I was curious as to whether or not the IMO had the tools to make large sea areas off limits to commercial shipping in order to protect ships and crews from piracy as ship owners and charterers force Captains to run the gauntlet in order to save costs.
http://www.imo.org/Safety/mainframe.asp?topic_id=897#farenough
Could they amend / annex the ISPS code to reference the UN Security Council and Counter Terrorism Committee and have them classify an area up to 400nm off the Somali coast on the Indian Ocean and an area to within 25 to 30 nm of the coast of Yemen as areas that are “unsafe for navigation” thus relieving the vessel from it’s requirement to navigate through these areas under charterers orders and creating a relatively narrow shipping lane which is more effectively patrolled.
This would also prohibit, or at least deter, foreign fishing vessels from fishing and toxic waste ships from dumping within these areas, which appears to be the root cause of this problem.


#2

You’re joking, right? :confused:


#3

I hope so…


#4

I think it would take years for IMO to do such a thing.

I think a far quicker action that would pressure shipping companies to avoid piracy areas are insurance companies writing it into the policies somehow. If the company is facing massive, uncovered liability they might consent to change the ship’s routing.

The other issue is whether this will work. These “mother ships” are quite capable of going hundreds of miles from land, so I am not sure that 400 nm would do it.

JCA


#5

There are solutions to the problem of piracy. But it will have to be paid for by the shipping companies AND the insurance companies, in the form of lower rates if shipping companies have paid for extra security.
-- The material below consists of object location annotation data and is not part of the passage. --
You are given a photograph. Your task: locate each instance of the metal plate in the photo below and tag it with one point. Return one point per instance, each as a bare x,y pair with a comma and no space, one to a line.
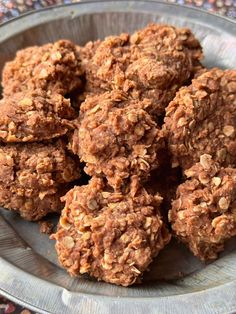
177,282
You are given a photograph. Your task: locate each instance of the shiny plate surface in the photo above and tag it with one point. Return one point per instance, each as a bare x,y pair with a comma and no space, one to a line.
177,282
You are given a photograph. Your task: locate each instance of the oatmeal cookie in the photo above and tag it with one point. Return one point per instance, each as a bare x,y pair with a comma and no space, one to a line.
109,235
152,63
33,177
34,116
204,213
55,68
117,139
202,119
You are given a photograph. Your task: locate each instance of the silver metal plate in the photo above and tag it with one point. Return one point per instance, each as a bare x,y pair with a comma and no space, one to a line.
177,282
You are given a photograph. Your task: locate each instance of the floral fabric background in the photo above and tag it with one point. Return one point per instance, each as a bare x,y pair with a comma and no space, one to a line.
13,8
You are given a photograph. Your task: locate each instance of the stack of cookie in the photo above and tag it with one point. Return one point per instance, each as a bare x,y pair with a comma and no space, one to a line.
36,168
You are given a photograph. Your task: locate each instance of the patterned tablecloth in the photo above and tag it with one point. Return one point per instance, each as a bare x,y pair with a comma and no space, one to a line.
13,8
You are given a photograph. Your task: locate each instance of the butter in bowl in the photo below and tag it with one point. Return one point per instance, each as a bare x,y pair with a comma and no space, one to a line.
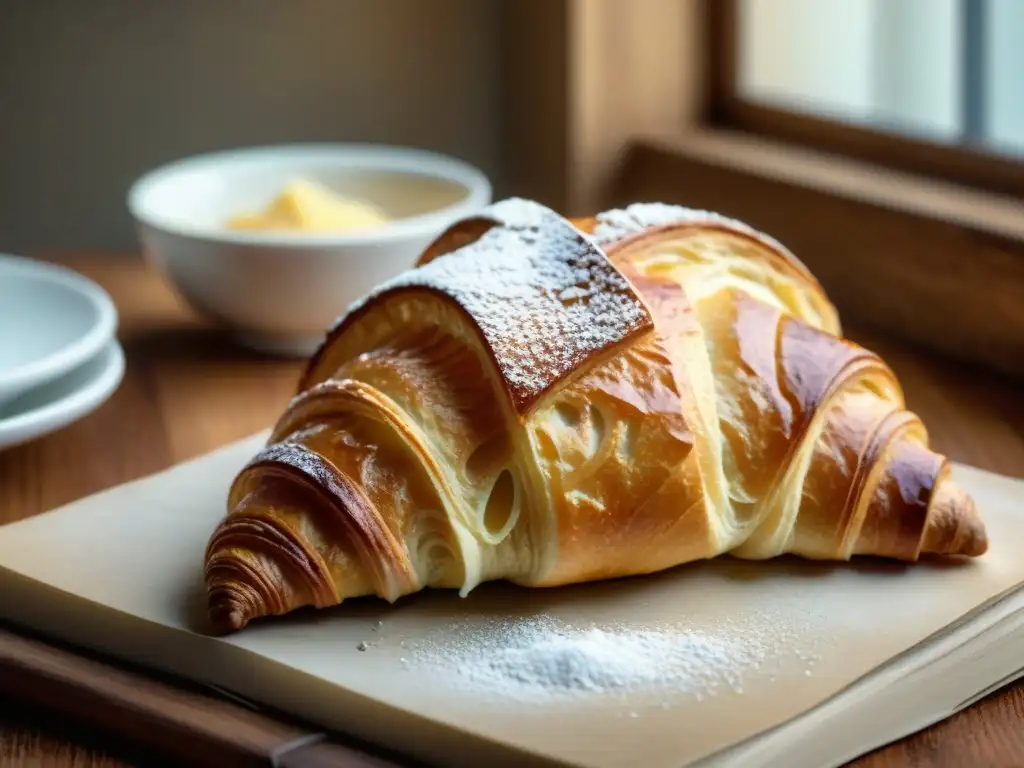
274,243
Such as http://www.over-watch.co.uk Take a look at this site.
This is a cheaper way of doing things than having a whole security team on board, you would only need one SSO to co-ordinate with the over-watch aircraft and the crew have to be fully trained.
This system works, look at your coast guards.


#6

Is the cost of the extra day rates to go around the Cape of Good Hope more expensive than the cost of the suez transit+the ransom+any repairs from 7.62 rounds and/or RPG7 rounds+the cost in human flesh?

I think in allot of this companies not completely evaluating the costs.


#7

Egypt gets the big revenue from the Suez Canal, correct? If Ships start going the other way en mass It will be to Egypt’s advantage to get down to somalia and cut off the head of the dragon.


#8

I’m sure they can- but is it a good idea?

I’m not a big fan on restricting law abiding citizens to cut down on crime. Even if it works (usually doesn’t) you’ve restricted freedom in the name of safety. Which sets a dangerous precedent…

I doubt it’s likely to dissuade the pirates- they’ll just change their approach. Easy targets- big paydays- little risk- and until that changes the problem will persist.


#9

My, how we keep going around in circles Gents!!!
IMO cannot do this, they could, but never will. They cannot even enforce the ISPS Code! The current status of the Piracy issue is simple business maths:

  1. Pirates Hijack and hold vessels for Ransom - Demanding approx 1.5 to 3 million UDS per vessel.
  2. The Insurance Companies load the Premiums and change their yearly coverage to “Per Transit”, SERIOUSLY increasing their revenue.
  3. The Insurance pays out ransom for on average less than 3% of the total amount of vessels transiting the GoA.
  4. The Pirates DO NOT kill anyone! They are business like and very efficient at negotiating and the vessels, cargo and crews released are all able to sail away without major issues (bar psychological!).
  5. Delays, additional pay to Crew et al the additional expense is covered on other insurance policies.
  6. Ship Owners keep paying the Insurance, the ransoms and the ever increasing Premiums.
  7. Pirates are happy, Insurance companies are happy etc…

Get the picture???

Question:

If 20K vessels per year transit the GoA and the average Insurance cover for K&R/Crew Abduction is $30K to $50K USD per vessel and they are only paying at most 4% of total insured against the 20K per year, then how must premium is being generated? Do the Math… It’s shocking!

Mmmm? So why has it not stopped? Well… I’ll leave that to you…

Comments welcome!


#10

Good Point, but dont Shipping companies get a deal on insurance premiums if they have a maritime security force or go a certain time period without incident.